I have run into a problem creating a survey instrument. The question I intend to pose to the respondents is sensitive, so I thought I’d use a randomized response technique. The sensitive question has at least four choices, so the recorder notes only a) b) c) or d).
I thought I could use seasonal birth variations as the coin flip question, thinking data for the respondents would be easy to find. It isn’t!
So my questions would be:
Is there a better set of four values out there for my purposes?
If not, know of any whiz-bang sources (yes, I’ve gone through a number of library databases) for seasonal birth patterns?
I would have thought your best bet would be to use some definitely random variable rather than complicate your life by using something that probably has some complicated statistical skew that you will have to adjust for later. How are you administering the survey? Can you just have them use a dice or something? And why not just use a coin?
If you want something simple, how about take the birthdates & and convert them to the day of week? It’d be pretty easy to spot any skew there, and if there isn’t any, you’re in business.
Alternatively, why not number your target roster? ie if you want 5 categories, number each person in the roster 1, 2, 3, 4, 5, 1, 2, 3, 4, 5, etc. That numbering will have zero correlation with either their willingness to participate in the survey, nor with the answers they give.
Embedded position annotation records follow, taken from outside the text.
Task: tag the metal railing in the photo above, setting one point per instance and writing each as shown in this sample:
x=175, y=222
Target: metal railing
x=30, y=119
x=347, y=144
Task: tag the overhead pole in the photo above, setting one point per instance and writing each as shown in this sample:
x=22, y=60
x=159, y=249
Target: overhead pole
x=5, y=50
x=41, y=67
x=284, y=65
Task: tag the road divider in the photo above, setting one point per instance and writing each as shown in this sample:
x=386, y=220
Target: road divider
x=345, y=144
Okay, here’s the deal, since I wasn’t explicit enough, sorry.
Say the survey is set up so respondents sit down and in response to a coin flip, answer either the sensitive question or another question about which data is already available. The researcher only receives the answer a) b) c) or d), and has no idea which question the respondent answered. This allows respondents (presumably) to be more frank if they receive the sensitive question. (For the sake of example, say it’s something like: “I fantasize about having sex with a) sheep b) dogs c) children d) adults of my own gender.”)
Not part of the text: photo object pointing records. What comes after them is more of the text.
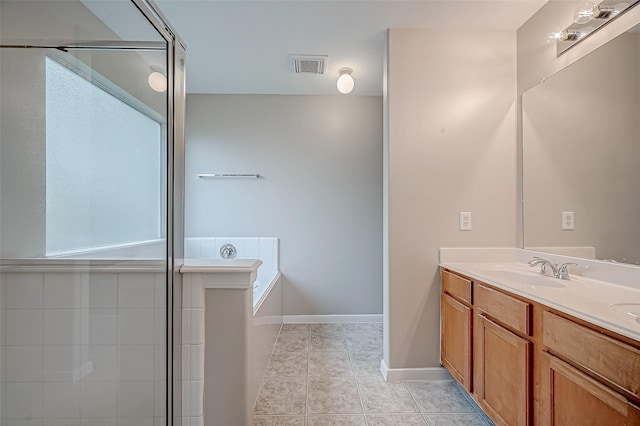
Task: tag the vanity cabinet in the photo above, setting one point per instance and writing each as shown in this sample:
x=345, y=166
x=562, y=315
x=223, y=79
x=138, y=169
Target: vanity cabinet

However, the researcher is able to compare data for the known question against variant responses for the unknown questions, and should be able to see where responses to the sensitive question comes in.
For instance, say (completely bogus) 40% of the population is born in spring, with winter, summer, and autumn weighing in at 20% each. If spring is b) and I get a huge number of endorsements for a), those responses were more likely triggered by the sensitive question, which means Hal Briston is one of my respondents.
If you add all this to my OP, it makes more sense. I hope.